L’instabilité croissante en Syrie est préoccupante [en]

Syrie (politique)
Intervention de M. Nicolas de Rivière, représentant permanent de la France aux Nations unies
Conseil de sécurité – 18 mai 2020

Monsieur le Président, je vous remercie.
Je remercie l’envoyé spécial Pedersen pour son briefing.

Tout d’abord, la France est très préoccupée par l’absence de progrès dans le dossier syrien.

L’instabilité croissante sur le terrain est préoccupante. L’accord de cessez-le-feu dans le nord-ouest reste très fragile. Les bombardements se poursuivent ainsi que des combats sporadiques. Il est de la plus haute importance que le régime et ses alliés ne relancent pas une offensive qui aggraverait une situation humanitaire déjà désastreuse, en particulier dans le contexte d’une éventuelle propagation de COVID-19. Une action coordonnée est nécessaire pour faire face à la menace posée par Hay’at Tahrir al Sham, dans le respect du droit humanitaire international.

La résurgence de Daech est également extrêmement préoccupante pour la paix et la sécurité internationales.

L’instabilité et les troubles s’aggravent également dans les zones tenues par le régime, notamment dans le sud-ouest. Cela montre que le régime ne peut pas apporter la stabilité nécessaire.

Sur le plan politique, l’absence de progrès dans la mise en œuvre de la résolution 2254 est également très préoccupante :

La responsabilité du régime dans le blocage de la commission constitutionnelle est claire. Il s’était d’abord opposé à un accord sur son ordre du jour. Aujourd’hui, il profite du COVID-19 pour reporter sine die toute réunion du comité constitutionnel en refusant toute réunion par VTC. A l’inverse, l’opposition a constamment fait preuve de flexibilité et d’ouverture. Nous demandons à Geir Pedersen de faire savoir clairement au Conseil de sécurité quand il estimera que toute négociation n’est plus possible pour faire avancer le comité constitutionnel.

Aucun progrès n’a été fait sur le dossier des détenus malgré l’appel de l’envoyé spécial à libérer les prisonniers et à faciliter l’accès aux centres de détention. Il est urgent que le régime syrien procède à des libérations massives de détenus et de personnes enlevées et permette l’accès à tous les centres de détention. La dernière réunion d’Astana n’a pas permis de progresser. Il est maintenant temps d’aller au-delà des échanges réciproques de prisonniers. Les Nations unies doivent être au centre de ces efforts.

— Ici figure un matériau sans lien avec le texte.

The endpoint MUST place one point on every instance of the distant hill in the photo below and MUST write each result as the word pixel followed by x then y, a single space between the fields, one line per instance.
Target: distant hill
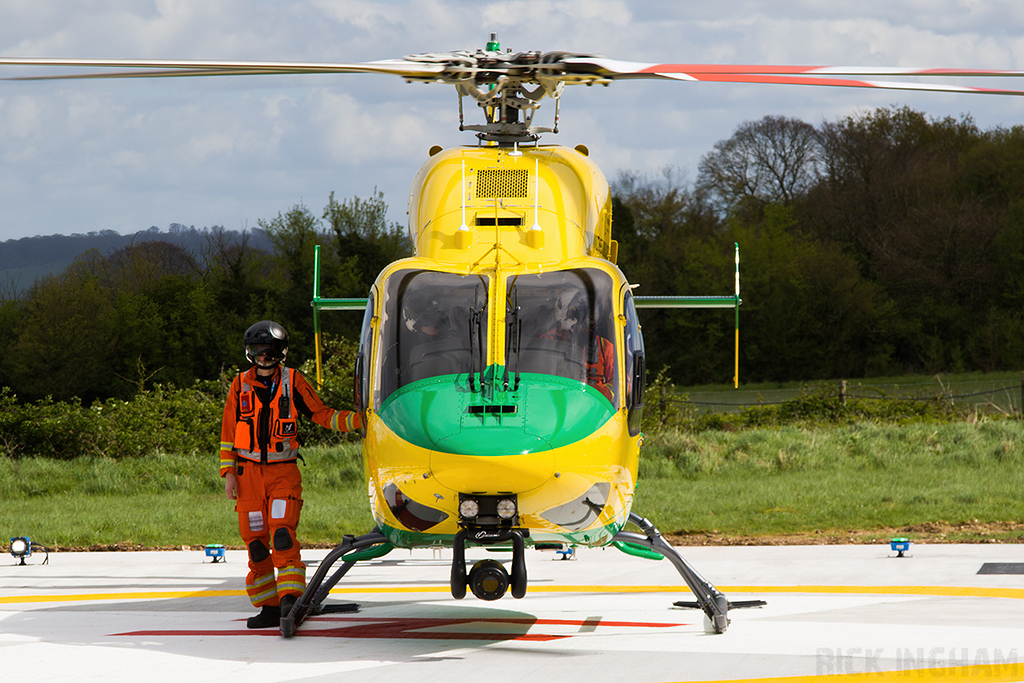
pixel 25 260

Dans ce contexte, nous devons travailler ensemble pour débloquer le processus politique et mettre en œuvre tous les éléments de la résolution 2254.

La priorité est de garantir un cessez-le-feu durable et complet partout en Syrie. Le SG et l’envoyé spécial ont lancé cet appel pour permettre une réponse efficace au COVID-19. Le régime n’a malheureusement pas répondu à cet appel. Un cessez-le-feu national est également nécessaire pour créer les conditions d’un processus politique crédible. Toutes les parties doivent travailler avec l’ONU à cette fin, conformément à la résolution 2254.

Enfin, il est essentiel de lancer un processus politique plus large sur la base de tous les éléments de la résolution 2254 du Conseil de sécurité. Il s’agit d’établir un environnement sûr et neutre, notamment par la mise en œuvre de mesures de confiance. L’envoyé spécial bénéficie de notre plein soutien à cet égard, et nous attendons de lui qu’il rapporte au Conseil les progrès qu’il a réalisés sur tous les éléments de la résolution 2254.

La France ne reconnaîtra pas les résultats d’une élection qui ne répondrait pas aux normes d’un scrutin libre, équitable et transparent. La résolution 2254 fixe les conditions pour des élections crédibles : elles doivent avoir lieu dans un pays sûr, sous la supervision de l’ONU et avec la participation de tous les Syriens, y compris de la diaspora.

Monsieur le Président,

Le temps passe, mais les crimes du régime syrien ne peuvent être oubliés et ne peuvent rester impunis. La France continuera à soutenir fermement tous les efforts de collecte et de préservation des preuves et persistera à lutter contre l’impunité.

Un accord de paix qui réponde aux causes profondes du conflit est plus que jamais nécessaire pour apporter la paix et la stabilité en Syrie et dans la région. J’invite donc tous les acteurs à travailler ensemble à cette fin et rappelle la responsabilité particulière de la Russie à cet égard. Tant qu’un processus politique crédible n’est pas fermement engagé, la France et l’UE ne financeront pas la reconstruction en Syrie.

Je vous remercie, Monsieur le Président.